Повесть о трех мертвецах
Когда Влас чистил картошку, он любил напевать сарабанду. Ее здорово играли в баре «Арлекин» хромой скрипач и муж его, красивый гитарист из новых.
Этот мальчик, которого все почему-то называли Саньё, был угрюм и доверчив. Влас как-то подарил ему ружье фирмы «Бенелли». Зачем подарил — отдельная история, но потом тот пошел наверх, в гримерную, и застрелился.
Вообще же, по воскресеньям, у Власа и картошка уже не шла. Он так и говорил:
— Не стоит у меня на картошку.
Старуха Эльза в такие вечера делала ему бутерброды. Это еще куда-никуда.
Поев бутербродов, трудно думать.
К тому же, и не о чем.
Мудрый Миха Михась в таком состоянии избивал подручных. Он, может быть, один только и понимал Власа, когда тот говорил, что на картошку у него не стоит.
— У тебя в сосках орехи, — говорил он любовнице и кусал в грудь. Тоска.
Эльза купила Власу красные туфли. Крепкие, не ношеные, как у Элвиса Пресли.
На даче у Михася Влас поставил их на кон и проиграл.
В этот же день любовница у Михася настроилась отравиться. Надела туфли Элвиса Пресли и наелась какого-то дерьма из аптечки.
«Скорая» приехала, а Влас смотрит — на покойнице красные мужские туфли.
— Масенька, эти туфли я помню из позавчера.
— Пускай носит, — сказал Михась, — уже осень.
Ехали по дождю и русским дорогам. «Опель» же — не до конца вездеход. Стали у Булычина или Бутырькова. Хоть плачь. Влас выходит из машины, видит — дрова.
— Дрова, — говорит Михасю, — трактор нужен.
Михась вылез, и пошли в Бутырьково или Бурыкино. Пять верст.
Зашли к хозяйке ухи поесть и согреться. О себе рассказали, выпили водки. Уха была без рыбы, а вот пироги удались.
Михась за это стал целовать хозяйку.
Влас вышел во двор покурить и вообще.
Дождь продолжался. От уборной к дому шел гусь холмогорской породы. Кстати, одной из старейших пород, разводимых в центральных областях России.
Гусь шел мокрый, и было ему это все гадко.
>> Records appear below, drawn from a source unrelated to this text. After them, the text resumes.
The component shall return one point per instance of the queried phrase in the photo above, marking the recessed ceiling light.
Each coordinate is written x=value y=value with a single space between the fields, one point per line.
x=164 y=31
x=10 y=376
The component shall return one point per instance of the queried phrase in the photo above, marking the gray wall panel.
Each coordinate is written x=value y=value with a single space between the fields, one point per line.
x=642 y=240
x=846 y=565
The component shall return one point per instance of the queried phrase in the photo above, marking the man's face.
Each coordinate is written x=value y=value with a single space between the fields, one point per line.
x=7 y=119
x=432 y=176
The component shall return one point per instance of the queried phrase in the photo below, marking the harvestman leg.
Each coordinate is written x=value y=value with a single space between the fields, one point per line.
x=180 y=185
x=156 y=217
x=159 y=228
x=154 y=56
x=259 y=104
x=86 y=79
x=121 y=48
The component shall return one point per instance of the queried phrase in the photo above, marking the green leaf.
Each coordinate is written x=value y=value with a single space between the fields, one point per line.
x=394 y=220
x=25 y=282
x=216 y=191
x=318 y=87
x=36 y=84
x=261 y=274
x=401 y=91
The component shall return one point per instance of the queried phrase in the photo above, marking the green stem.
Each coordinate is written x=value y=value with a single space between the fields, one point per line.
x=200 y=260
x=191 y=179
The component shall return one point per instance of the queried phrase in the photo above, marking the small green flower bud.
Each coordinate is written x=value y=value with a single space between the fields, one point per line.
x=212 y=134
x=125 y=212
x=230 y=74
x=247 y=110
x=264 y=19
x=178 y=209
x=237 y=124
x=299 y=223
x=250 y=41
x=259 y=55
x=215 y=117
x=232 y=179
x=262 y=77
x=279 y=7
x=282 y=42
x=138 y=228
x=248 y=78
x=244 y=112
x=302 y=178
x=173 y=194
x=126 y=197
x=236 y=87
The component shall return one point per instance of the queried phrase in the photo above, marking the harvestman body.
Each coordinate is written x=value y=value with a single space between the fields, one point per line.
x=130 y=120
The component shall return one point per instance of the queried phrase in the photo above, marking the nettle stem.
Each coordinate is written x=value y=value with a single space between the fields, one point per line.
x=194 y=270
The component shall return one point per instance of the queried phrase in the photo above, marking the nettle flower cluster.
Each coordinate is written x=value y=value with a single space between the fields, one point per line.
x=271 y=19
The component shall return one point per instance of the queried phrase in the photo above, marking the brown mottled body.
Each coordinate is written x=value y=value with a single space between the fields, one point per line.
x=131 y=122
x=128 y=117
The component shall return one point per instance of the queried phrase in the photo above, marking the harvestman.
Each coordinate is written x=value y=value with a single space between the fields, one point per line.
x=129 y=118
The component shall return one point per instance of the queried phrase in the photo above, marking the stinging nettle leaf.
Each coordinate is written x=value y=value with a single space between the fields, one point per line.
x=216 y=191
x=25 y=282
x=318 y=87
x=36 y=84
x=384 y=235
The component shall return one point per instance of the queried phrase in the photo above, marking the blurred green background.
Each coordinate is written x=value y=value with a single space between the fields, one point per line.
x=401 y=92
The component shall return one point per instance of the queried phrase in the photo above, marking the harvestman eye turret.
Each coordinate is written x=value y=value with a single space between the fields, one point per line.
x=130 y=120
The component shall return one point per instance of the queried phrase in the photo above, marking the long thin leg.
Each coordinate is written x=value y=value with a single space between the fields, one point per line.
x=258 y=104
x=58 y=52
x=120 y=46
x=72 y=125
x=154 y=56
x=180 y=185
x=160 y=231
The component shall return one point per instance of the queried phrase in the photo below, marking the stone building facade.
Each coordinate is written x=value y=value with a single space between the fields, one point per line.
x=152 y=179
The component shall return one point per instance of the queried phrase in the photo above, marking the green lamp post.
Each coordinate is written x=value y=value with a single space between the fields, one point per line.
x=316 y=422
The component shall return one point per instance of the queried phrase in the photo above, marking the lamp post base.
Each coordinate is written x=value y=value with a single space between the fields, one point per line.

Утром приехали с Михасем к машине.
В городе Эльза скорбела о ботинках. Влас ходил по комнатам злой и не мог есть картошку. Она ему напоминала Беларусь.
На похороны Саньё-гитарист не пришел.
По вечерам Михась одним пальцем играет на фоно пасодобль.
В сентябре в баре поменялся хозяин.
— Умел бы я играть, — говорит Влас, прихлебывая вино, — играл бы на маленьком саксофоне, — таких не делают, да и я играть не умею.
Тимоха
У Тимоши есть груша, жена любимая Ксения и две дочери. Дочки взрослые. У Аллочки муж Виктор.
Начальник у Виктора — Степан Тимофеевич, очень гордится своим отчеством.